Greg Reyner has plenty on his plate these days. The chef/owner of successful Royal Oak restaurant Cafe Muse recently entered into a partnership with chef Matt Baldridge and Treat Dreams owner Scott Moloney to open Atomic Chicken. When he's not putting the finishing touches on those restaurants, Reyner is developing plans for Geiger Eat Shop in West Village. The chef and developer Reimer Priester of Resurgent Cineribus recently took Eater on a tour of Geiger's future home on Kercheval Avenue. The building undergoing major renovations with the help of an $85,000 Motor City Match grant.
Described as a new American restaurant with international influences, Geiger Eat Shop will feature a full bar and dining room with seats for approximately 60 diners. The restaurant will also include a 1,000-square-foot patio and private dining space in the basement. While Reyner is still in the early stages of designing the space, he says Geiger will reflect Bauhaus aesthetics with "clean industrial lines," exposed brick, banquette seating, and a "fully exposed kitchen." An L-shaped bar will span the west side of the restaurant.

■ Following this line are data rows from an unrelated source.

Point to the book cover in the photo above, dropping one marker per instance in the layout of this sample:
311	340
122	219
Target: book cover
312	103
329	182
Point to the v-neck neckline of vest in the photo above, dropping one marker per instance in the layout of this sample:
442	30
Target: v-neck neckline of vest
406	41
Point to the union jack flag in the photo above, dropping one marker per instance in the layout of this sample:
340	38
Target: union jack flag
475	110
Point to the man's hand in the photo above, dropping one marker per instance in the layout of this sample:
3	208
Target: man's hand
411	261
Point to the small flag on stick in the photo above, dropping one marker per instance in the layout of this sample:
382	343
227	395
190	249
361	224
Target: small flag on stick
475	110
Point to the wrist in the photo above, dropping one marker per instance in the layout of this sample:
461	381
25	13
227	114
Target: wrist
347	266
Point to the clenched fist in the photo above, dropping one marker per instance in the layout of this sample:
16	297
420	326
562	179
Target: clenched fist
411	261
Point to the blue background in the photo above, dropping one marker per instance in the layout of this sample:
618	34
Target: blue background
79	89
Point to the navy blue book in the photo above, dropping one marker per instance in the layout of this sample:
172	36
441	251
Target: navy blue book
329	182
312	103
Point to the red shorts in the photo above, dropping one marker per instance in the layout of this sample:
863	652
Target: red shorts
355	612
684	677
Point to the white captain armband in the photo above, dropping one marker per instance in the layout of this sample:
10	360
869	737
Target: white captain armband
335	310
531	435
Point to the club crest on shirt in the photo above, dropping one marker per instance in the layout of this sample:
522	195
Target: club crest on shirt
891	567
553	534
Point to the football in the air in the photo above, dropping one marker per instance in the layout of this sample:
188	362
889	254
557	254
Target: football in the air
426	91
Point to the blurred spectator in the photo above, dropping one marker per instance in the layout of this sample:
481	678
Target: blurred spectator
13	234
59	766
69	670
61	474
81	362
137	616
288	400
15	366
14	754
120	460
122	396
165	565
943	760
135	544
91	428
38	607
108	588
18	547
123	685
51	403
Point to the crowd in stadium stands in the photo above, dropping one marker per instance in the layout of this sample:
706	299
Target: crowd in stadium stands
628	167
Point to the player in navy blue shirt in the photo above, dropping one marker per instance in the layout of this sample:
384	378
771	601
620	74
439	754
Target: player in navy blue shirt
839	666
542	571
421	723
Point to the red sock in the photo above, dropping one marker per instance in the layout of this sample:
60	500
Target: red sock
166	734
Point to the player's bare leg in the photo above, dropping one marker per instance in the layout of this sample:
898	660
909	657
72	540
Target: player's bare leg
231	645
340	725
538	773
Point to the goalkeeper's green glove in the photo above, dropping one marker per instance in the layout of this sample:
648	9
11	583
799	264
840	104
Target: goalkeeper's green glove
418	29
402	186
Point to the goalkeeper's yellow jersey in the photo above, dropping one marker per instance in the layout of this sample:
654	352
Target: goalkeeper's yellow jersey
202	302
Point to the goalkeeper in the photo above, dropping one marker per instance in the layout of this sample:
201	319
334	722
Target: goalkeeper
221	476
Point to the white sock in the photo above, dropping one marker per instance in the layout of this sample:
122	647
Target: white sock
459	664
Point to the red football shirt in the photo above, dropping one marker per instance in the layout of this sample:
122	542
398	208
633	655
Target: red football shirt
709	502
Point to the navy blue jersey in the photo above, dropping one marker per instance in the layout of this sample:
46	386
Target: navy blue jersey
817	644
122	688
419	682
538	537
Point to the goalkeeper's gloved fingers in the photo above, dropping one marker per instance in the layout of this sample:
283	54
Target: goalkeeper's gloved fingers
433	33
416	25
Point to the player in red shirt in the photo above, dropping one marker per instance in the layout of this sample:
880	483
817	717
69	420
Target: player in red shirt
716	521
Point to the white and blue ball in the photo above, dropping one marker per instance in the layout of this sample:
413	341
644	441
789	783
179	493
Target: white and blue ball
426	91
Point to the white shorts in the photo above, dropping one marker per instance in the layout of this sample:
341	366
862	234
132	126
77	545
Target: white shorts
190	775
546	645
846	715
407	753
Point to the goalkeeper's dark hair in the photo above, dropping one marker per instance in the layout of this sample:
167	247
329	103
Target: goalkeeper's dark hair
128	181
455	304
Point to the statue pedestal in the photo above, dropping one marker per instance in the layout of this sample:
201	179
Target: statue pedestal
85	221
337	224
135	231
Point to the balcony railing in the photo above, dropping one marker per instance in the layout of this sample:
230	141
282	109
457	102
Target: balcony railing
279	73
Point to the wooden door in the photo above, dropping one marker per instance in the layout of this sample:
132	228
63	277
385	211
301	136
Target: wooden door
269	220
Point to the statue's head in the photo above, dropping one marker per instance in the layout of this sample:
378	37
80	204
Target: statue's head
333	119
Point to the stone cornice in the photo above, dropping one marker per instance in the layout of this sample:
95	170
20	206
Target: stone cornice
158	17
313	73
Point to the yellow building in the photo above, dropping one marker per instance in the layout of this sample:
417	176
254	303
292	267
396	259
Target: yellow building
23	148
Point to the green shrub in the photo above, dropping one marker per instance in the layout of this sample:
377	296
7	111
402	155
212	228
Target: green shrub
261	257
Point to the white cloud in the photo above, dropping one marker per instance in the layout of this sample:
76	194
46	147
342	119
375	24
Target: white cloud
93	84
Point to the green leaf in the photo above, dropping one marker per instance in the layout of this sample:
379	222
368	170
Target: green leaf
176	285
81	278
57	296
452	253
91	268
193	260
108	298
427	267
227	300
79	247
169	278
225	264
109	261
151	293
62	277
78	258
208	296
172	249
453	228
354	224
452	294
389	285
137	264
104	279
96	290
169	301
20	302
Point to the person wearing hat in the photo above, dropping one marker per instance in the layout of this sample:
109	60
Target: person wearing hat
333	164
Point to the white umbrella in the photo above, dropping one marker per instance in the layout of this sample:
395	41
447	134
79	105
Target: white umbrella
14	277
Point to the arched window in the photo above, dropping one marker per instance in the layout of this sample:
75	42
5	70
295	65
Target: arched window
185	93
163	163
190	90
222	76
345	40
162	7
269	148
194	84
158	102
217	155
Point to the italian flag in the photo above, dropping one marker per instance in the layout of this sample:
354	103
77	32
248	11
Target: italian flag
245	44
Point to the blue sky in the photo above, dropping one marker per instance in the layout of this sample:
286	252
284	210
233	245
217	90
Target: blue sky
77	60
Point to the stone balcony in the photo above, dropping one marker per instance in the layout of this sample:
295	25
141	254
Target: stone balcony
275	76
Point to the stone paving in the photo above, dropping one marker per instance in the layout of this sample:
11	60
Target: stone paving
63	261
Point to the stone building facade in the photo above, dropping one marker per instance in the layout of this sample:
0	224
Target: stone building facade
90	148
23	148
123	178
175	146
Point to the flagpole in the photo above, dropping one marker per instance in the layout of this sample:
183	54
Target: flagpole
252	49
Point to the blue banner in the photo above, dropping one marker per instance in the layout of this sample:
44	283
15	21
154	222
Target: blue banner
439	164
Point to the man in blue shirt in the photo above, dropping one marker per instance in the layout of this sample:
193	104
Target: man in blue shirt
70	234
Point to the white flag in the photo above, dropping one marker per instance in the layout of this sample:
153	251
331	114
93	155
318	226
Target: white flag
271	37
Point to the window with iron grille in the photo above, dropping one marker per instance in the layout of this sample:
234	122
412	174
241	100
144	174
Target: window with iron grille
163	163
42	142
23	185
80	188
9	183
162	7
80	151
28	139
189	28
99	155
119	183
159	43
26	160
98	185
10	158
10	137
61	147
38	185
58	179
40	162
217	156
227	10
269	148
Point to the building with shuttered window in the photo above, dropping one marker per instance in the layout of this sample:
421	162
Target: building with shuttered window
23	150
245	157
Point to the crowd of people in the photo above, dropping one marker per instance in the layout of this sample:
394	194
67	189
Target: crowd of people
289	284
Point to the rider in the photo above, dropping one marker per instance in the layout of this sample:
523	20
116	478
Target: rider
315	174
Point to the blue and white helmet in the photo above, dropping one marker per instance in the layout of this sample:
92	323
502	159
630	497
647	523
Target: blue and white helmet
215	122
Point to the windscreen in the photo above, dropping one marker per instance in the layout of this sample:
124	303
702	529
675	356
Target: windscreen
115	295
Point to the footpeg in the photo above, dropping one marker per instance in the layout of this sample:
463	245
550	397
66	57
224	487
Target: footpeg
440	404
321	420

Geiger is a passion project for Reyner. The restaurant's name is an allusion to his grandmother's restaurant that operated during the 1930s and he hopes to foster a lively community feeling in the space. Reyner says he discovered the Kercheval Avenue building several years during a bike ride through the neighborhood. With the help of The Villages, he was eventually connected with Resurgent.
In terms of choosing a tenant Priester says, "a restaurant is really the best way to animate a space with a lot of people in a brief period of time." He adds, "At some point we also want to bring in other retail-related things along this strip, but those aren't going to drive the kind of day-to-day traffic" that a restaurant will.
For the larger part of the past 30 years the Kercheval building sat vacant and in growing disrepair. Resurgent is currently addressing issues such as structural reinforcement, roof replacement, floor leveling, and fixes to brickwork. "One of the nice things about knowing what my plans are — [Resurgent] can actually incorporate a lot of the things that I would have to do later down the road into their actual buildout," Reyner notes. Theoretically, that should cut Geiger's buildout time in half.
Reyner estimates that the building will require three to four months of work plus an additional two to three months for the actual restaurant buildout. That puts the anticipated opening date at sometime in late Autumn.